The market has been open for under a month — fresh enough that information asymmetry remains a real factor.
Higher-volume markets tend to have tighter spreads and faster price discovery — meaning the displayed YES/NO percentages are more likely to reflect the true crowd-implied probability rather than a single trader's directional view.
Resolution is sourced from https://www.bundesliga.com/en/bundesliga. Settlement is executed by the UMA optimistic oracle on Polygon, with a 2-hour dispute window before payouts clear.
This prediction market is scheduled to close on 16 May 2026. After the resolving event occurs, settlement typically clears within 24 hours once the UMA optimistic oracle confirms the outcome. All payouts are in USDC on the Polygon network.
To trade on this prediction market, create a free PolyGram account at polygram.ink, deposit USDC via Polygon, and place a YES or NO order on the outcome you believe in. You can learn more on our how-it-works page. Your maximum loss is limited to your stake — there is no leverage or margin.
When the outcome is determined, winning YES shares pay out $1.00 each in USDC, while losing shares pay $0. Settlement is handled by the UMA optimistic oracle on Polygon — a proposer submits the result, a two-hour dispute window opens, and if uncontested, payouts are distributed automatically. You can withdraw your winnings to any Polygon wallet.

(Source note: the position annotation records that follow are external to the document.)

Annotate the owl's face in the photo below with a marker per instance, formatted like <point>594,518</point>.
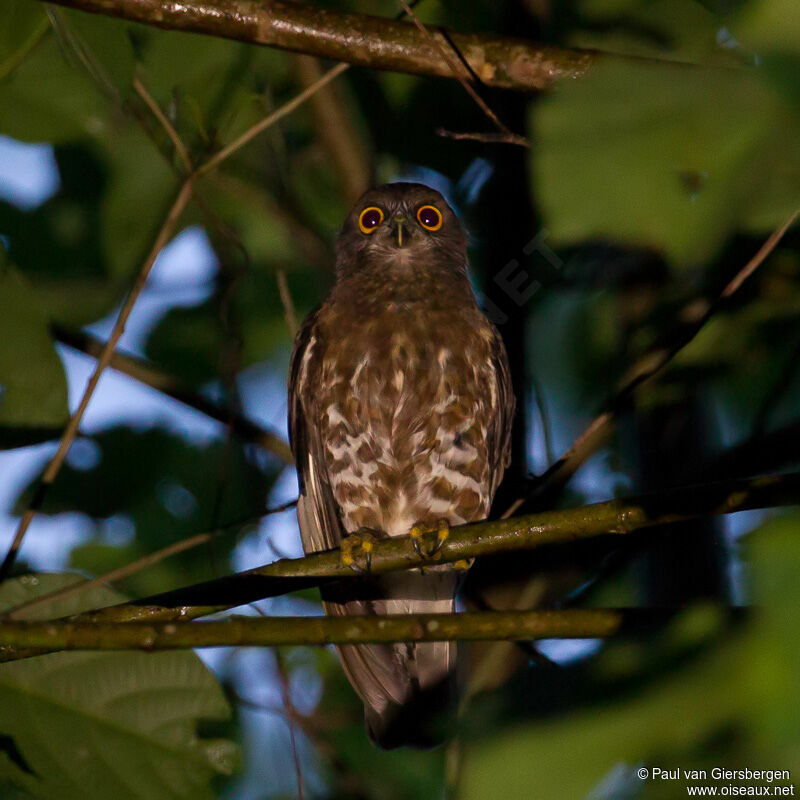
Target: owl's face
<point>399,224</point>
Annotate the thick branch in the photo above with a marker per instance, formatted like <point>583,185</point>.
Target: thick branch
<point>355,38</point>
<point>15,637</point>
<point>616,517</point>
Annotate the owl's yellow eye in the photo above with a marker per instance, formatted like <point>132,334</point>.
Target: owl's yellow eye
<point>429,217</point>
<point>369,219</point>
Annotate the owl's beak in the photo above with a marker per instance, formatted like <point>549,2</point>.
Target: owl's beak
<point>401,229</point>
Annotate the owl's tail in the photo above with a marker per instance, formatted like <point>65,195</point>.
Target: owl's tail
<point>408,689</point>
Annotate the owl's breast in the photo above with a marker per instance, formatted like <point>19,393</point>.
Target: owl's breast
<point>405,405</point>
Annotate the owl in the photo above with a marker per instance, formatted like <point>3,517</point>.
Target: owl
<point>400,407</point>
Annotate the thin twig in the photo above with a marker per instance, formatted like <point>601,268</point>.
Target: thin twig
<point>457,69</point>
<point>289,717</point>
<point>169,385</point>
<point>104,358</point>
<point>488,138</point>
<point>121,573</point>
<point>286,301</point>
<point>346,149</point>
<point>180,148</point>
<point>648,367</point>
<point>271,119</point>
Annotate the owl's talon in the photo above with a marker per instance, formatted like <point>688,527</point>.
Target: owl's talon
<point>417,534</point>
<point>363,541</point>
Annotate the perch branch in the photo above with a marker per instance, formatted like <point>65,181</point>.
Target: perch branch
<point>103,360</point>
<point>618,517</point>
<point>285,631</point>
<point>358,39</point>
<point>167,384</point>
<point>139,564</point>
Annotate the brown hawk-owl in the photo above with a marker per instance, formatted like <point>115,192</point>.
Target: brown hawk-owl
<point>400,415</point>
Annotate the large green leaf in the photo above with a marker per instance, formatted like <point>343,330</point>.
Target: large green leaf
<point>140,190</point>
<point>671,158</point>
<point>156,488</point>
<point>99,725</point>
<point>22,24</point>
<point>33,388</point>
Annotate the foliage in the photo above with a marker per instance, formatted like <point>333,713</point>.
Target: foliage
<point>650,182</point>
<point>91,725</point>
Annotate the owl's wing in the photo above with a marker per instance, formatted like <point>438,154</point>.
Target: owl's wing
<point>502,412</point>
<point>317,512</point>
<point>378,673</point>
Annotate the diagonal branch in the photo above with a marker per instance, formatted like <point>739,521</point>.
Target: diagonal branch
<point>167,384</point>
<point>352,629</point>
<point>103,360</point>
<point>358,39</point>
<point>645,369</point>
<point>617,517</point>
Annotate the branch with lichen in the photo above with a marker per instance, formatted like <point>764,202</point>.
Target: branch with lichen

Prediction-market positions can lose 100% of staked capital. Outcomes are uncertain by definition — historical accuracy of crowd-implied probabilities is high in aggregate but not for any single market. PolyGram does not provide investment advice. Trade only with capital you can afford to lose.
Regulatory status varies by jurisdiction. Germany, the United States, and most EU countries treat Polymarket-style event contracts under one of three frameworks: financial derivative, gambling product, or unregulated novel asset. Consult local counsel before trading.